São Bruno , um homem nascido em uma família nobre na Alemanha em 1030, trilhou um caminho que o levou das salas de aula à solidão dos ermos, fundando a Ordem dos Cartuxos e deixando um legado de devoção e simplicidade que persiste até os dias de hoje.
Juventude e Início do Chamado
Desde jovem, Bruno sentiu o chamado ao sacerdócio. Seu intelecto e piedade o tornaram admirado por todos, inclusive pelo Arcebispo de Reims, que o viu crescer como estudioso e professor na escola da Catedral local. Ele chegou a estudar na renomada escola catedralícia de Reims e adquiriu o grau de doutor, tornando-se Cônego do Capítulo da catedral e, posteriormente, Reitor da Universidade.

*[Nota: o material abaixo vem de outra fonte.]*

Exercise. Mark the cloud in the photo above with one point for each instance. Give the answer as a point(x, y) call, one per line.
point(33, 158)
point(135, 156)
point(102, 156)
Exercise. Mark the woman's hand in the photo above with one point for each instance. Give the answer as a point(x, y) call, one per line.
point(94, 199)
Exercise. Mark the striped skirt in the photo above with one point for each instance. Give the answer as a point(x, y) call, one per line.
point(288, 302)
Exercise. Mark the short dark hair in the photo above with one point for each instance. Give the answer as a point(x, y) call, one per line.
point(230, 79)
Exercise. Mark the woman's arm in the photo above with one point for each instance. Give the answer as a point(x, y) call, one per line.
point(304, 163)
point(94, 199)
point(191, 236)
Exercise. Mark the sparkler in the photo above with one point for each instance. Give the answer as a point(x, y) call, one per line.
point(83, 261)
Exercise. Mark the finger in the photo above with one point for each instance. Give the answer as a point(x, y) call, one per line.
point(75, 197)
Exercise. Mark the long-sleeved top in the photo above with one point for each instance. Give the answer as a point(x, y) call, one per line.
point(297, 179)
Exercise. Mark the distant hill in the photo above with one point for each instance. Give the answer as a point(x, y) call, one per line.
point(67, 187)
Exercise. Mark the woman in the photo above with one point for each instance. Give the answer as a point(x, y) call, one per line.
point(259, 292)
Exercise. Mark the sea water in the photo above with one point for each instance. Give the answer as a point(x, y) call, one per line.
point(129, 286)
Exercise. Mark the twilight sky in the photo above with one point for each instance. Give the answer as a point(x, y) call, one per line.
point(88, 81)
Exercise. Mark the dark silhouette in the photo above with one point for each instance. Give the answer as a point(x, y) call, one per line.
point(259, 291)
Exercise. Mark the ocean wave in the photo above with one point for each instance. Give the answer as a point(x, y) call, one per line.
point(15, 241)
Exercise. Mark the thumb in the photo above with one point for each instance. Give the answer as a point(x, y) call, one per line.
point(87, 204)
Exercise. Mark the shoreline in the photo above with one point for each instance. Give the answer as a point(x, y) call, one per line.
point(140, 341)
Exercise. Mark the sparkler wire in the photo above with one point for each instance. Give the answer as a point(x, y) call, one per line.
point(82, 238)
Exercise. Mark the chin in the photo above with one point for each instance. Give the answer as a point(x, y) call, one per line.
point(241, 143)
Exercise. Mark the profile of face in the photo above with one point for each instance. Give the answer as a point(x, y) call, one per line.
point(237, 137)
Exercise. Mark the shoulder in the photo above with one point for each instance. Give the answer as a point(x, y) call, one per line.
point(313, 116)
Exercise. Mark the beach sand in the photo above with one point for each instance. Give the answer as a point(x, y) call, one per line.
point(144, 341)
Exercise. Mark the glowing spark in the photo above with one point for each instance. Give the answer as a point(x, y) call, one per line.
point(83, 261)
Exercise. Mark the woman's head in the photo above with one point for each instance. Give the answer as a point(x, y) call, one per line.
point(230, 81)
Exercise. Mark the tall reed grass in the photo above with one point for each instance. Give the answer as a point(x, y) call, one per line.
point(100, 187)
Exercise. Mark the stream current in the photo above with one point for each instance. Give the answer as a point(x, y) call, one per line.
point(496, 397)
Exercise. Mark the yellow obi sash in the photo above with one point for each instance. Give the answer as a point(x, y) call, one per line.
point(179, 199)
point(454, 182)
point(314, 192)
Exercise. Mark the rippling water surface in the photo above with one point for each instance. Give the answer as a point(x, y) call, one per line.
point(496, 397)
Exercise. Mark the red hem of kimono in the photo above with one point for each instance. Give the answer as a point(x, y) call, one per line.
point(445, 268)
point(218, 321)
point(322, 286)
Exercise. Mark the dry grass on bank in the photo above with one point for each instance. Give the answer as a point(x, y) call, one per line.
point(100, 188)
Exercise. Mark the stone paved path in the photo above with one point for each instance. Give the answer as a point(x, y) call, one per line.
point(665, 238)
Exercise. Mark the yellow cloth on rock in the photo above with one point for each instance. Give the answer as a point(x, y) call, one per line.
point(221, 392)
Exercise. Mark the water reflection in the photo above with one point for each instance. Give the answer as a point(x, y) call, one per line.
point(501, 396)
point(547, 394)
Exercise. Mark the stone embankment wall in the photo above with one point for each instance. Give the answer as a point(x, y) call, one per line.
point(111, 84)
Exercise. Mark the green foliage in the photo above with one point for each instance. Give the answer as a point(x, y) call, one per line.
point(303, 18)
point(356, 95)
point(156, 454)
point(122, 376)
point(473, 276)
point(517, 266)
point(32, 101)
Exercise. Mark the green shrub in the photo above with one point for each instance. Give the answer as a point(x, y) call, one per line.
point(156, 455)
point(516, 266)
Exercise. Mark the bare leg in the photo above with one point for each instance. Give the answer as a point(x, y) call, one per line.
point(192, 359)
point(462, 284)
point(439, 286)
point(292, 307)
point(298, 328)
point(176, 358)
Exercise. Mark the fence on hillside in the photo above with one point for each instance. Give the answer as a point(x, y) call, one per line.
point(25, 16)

Apesar de seu sucesso, Bruno começou a sentir-se cada vez mais desconfortável em uma cidade onde escândalos envolvendo o alto clero eram comuns. Ele lutou contra esses problemas, mas logo sentiu um desejo mais profundo de viver uma vida voltada exclusivamente para Deus.
O Retiro na Cartuxa
Em 1080, durante o Concílio de Lyon, o Papa Gregório VII destituiu o Arcebispo Manasés de Reims. Bruno foi convidado a assumir o arcebispado, mas ele recusou, pois já tinha amadurecido o desejo de uma vida religiosa. Aos cinquenta anos, Bruno sentiu-se inspirado a servir a uma Ordem religiosa.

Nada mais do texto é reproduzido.